3.Gün Yıldızı yavaş yavaş batarken artık gün yarıyı geçmişti. Denizin üzerindeki sıcak kırılmış, içerideki yolcular yavaş yavaş güverteye çıkmaya başlamışlardı. Cadı Burnu'nda yüzen orta büyüklükteki bu baştardanın adı, Fırtına Yaran'dı. Kaptanı Tek Gözlü Çapar, dümenden miçoya seslendi; 

- Şarap getir seni soysuz! Damarlarım kurudu.

- Hay hay kaptan! 

deyip fırladı içeriye. Bu sırada güvertenin ön tarafında bulunan birkaç yolcu kaptana doğru yöneldiler. İçlerinden sihirbaza benzeyen adam kaptana doğru yaklaşıp; 

- Ne kadar yolumuz kaldı kaptan?

 diye sormuştu ki;

- Ben nerden bileyim? Ne fırtınayım ne de denizim! Belki birazdan batacağız. Suyun üstünde hiçbir şey belli değildir."

diye ters bir cevap aldı. Tatminsiz bir şekilde arkasını dönüp giderken miçosu kaptanının şarabını getirmiş yanında hazır bekliyordu. Bunu gören kaptan birden sihirbaza dönüp sanki biraz önce fırçalamamış gibi çocuksu bir neşeyle; 

- Hey sihirbaz! Bana biraz ışık şovu yapsana. Şarap içerken iyi gider. Nıgahhaaa...

 diye kahkahayı bastı. İyice sinirlenen sihirbaz; 

- Ben bir savaşçıyım! Şaklaban değilim seni sarhoş deniz salyangozu."

diyerek güvertenin önüne doğru olan adımlarını hızlandırdı. Kaptan; 

- Peki sen bilirsin!

diyerek miçosuna yöneldi ve;

- Sihirbazları zaten hep sıkıcı bulmuşumdur.

deyip şişeyi elinden aldı.

Alt güvertede bar olarak kullanılan bölmede, en karanlık köşede oturan iki kişi yol boyunca bütün dikkatleri üzerine çekmişti. Normal insanlardan daha iri olan bu kişiler birer cadıdan doğan ve denizde cadıdan doğan görmek çok nadirdi. Oturanlardan biri, diğerine dönüp; 

- Sıkıldım. Biraz hava mı alsak? Dikkat çekmemek için günlerdir odamızdan çıkmadık Şangun.
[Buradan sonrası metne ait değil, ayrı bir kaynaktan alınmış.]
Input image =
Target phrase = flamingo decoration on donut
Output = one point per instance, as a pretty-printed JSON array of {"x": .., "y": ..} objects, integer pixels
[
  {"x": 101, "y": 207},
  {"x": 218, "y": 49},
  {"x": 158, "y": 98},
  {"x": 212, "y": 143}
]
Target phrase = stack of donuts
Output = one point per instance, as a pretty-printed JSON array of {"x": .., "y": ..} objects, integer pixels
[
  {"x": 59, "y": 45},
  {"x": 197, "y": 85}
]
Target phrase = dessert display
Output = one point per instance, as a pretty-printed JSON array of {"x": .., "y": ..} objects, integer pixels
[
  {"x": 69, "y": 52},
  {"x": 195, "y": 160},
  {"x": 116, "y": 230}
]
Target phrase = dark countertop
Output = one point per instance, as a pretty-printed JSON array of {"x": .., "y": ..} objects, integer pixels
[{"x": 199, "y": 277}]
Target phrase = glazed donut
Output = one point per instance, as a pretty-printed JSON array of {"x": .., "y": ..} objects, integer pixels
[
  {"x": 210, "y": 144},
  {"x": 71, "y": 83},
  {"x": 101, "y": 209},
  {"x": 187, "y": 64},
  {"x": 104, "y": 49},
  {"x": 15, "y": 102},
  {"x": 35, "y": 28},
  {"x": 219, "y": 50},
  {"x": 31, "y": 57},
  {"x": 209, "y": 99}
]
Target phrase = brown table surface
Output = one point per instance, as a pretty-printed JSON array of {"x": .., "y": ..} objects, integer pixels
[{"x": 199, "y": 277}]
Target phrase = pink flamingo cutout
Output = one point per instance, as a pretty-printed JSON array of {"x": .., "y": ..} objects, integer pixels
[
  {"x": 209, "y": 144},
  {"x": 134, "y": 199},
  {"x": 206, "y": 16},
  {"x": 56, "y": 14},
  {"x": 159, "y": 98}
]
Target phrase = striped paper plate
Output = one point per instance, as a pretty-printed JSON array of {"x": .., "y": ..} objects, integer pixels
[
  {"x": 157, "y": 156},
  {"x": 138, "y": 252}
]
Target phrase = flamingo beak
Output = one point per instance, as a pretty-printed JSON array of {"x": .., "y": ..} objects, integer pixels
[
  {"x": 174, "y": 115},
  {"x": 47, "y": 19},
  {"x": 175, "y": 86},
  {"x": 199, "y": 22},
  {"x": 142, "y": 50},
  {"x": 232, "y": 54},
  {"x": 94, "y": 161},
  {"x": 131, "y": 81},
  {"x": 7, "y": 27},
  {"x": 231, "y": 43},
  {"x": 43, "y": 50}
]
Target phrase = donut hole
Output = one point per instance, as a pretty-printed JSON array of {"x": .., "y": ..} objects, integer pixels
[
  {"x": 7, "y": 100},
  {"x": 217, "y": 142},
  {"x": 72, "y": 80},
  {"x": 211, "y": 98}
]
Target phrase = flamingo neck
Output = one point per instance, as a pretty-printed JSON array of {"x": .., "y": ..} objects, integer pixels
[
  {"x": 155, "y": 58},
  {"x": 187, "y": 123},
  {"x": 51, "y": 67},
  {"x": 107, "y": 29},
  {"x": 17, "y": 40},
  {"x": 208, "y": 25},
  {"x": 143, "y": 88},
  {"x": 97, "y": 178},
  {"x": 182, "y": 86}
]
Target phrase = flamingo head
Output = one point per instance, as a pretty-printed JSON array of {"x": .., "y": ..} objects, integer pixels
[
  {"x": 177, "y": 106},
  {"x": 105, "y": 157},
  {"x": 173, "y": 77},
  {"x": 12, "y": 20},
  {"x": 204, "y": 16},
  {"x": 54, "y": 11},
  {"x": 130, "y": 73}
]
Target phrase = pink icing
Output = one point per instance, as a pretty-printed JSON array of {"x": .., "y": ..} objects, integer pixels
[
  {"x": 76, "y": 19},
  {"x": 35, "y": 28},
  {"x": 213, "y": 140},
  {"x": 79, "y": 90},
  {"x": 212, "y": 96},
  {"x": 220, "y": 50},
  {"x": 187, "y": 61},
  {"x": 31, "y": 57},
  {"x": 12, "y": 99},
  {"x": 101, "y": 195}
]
Şangun, bir büyücüydü. Cadıdan doğan erkek evlatlara büyücü denirdi. Bir cadıdan daha güçsüz, sihirbazlardan da güçlüydüler. Şangun; 

- Esri! Senin için tehlikenin geçtiği zaman topraklarıma adım attığımız andır. Şimdi bile senin öldürülmen için bir gemi önümüze çıkabilir ya da bu gemiden biri seni öldürmek isteyebilir. Seni çok iyi anlıyorum. Sen bir cadıydın ama şu an bir büyücüsün. Taşın yok. Annen yok. Gücün de yok.

dedikten sonra Esri'nin hüzünlendiğini gören Şangun, Esri'nin omzuna elini atarak; 

- Belki de birazdan gün yıldızlarının batışını izlemek için çıkabiliriz. Bu sizin için yeterli mi Efsuncu Esri?

deyip gülümsedi. Mutluluk Esri 'nin gözlerinden okunuyordu.

Çanaklıkta bulunan iki gözcüden biri, ufukta bir gemi görür. Gözlerini ovuşturup tekrar baktığında gemiyi hala görmesinin üzerine dinlenmekte olan diğer arkadaşına; 

- Hey Kıp! Ufukta bir gemi var. Bir de sen bak.